The sources lived in a YAML file with four fields: name, URL, category, and priority.
sources:
- name: "The Pragmatic Engineer"
url: "https://newsletter.pragmaticengineer.com/feed"
category: "Engineering"
priority: high
- name: "Indeed Hiring Lab"
url: "https://www.hiringlab.org/feed/"
category: "Talent"
priority: high
The priority field gave the digest a simple editorial rule. High-priority sources appeared first; within each priority tier, items sorted by recency.
This kept the feed useful without building a complex ranking system.
On one run, the research section surfaced 8 items.
It pulled two pieces from The Pragmatic Engineer on self-modifying software and AI operating systems. It also pulled three from Indeed Hiring Lab on labor market data.
The same run included one piece from lethain.com on hypergrowth stages and two from Nielsen Norman Group on chatbot design and user panels.
The research layer added only a few seconds to the job. It also made the digest feel less like a social media scraper and more like a daily market briefing.
What The System Actually Does
The weekday job runs at 5pm WAT.
Each run performs the following steps:
- Load the saved browser session for X.
- Visit monitored account profiles.
- Run configured keyword searches.
- Extract posts and engagement signals.
- Filter out replies, unrelated accounts, low-signal keyword results, and blocked accounts.
- Fetch research items from the RSS source list.
- Rank and group the results.
- Render the HTML email.
- Send the digest through Gmail.
The whole system stayed intentionally small. It did not need a database, a dashboard, or a long-running server.
For this workflow, a scheduled script and an email template were enough.

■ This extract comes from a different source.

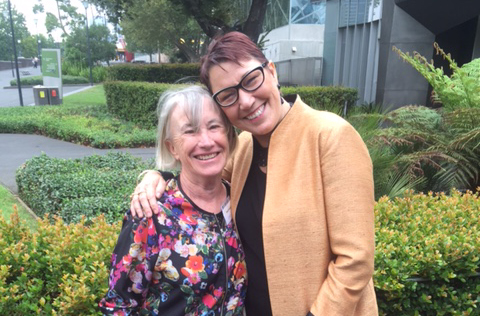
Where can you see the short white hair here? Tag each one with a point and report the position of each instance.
(191, 99)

The run log stayed plain. It recorded timestamps, account counts, keyword counts, research item counts, and a final completion line.

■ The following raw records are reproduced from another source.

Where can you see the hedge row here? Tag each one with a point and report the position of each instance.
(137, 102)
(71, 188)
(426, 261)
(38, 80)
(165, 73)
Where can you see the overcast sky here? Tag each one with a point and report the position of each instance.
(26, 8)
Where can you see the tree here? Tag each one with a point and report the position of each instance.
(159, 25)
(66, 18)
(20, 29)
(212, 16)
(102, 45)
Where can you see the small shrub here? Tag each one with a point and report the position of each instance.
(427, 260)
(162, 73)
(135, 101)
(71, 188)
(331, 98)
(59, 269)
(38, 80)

That was enough for the first version because the workflow had one job and one delivery surface.
What I Would Improve
The weakest part is session management for X.
The saved browser session works until the cookie expires. When that happens, the job fails.
A better version detects authentication failure, pauses the X collection step, and sends an alert instead of leaving the error in a log file.
The RSS layer also needs adaptive lookback. Some sources publish daily; others publish once every few weeks.
If the digest returns too few high-quality research items, the script extends the lookback window for slower sources instead of leaving the section thin.
A small provenance record would improve the next version. Each item should carry its source, timestamp, extraction path, filter reason, and delivery status.
If a post appears in the email, the team needs a clear path back to where it came from and why it passed the filter.
The Practical Lesson
This build gave me a simple operating rule for internal tools: fit the team's behavior before adding a new surface.
For Klysera Research Signal, the practical decisions shaped the system:
- Use Playwright because the source was JavaScript-rendered and the API did not fit the budget.
- Use RSS because durable research belongs beside live social signal.
- Use email because the team already checks it.
- Add hierarchy because a digest has to make choices for the reader.
The stack was simple. The product judgment mattered more.
If you are building a similar workflow, start with the behavior you want to support.
Then pick the smallest system that collects the signal, filters the noise, and delivers the result where people already pay attention.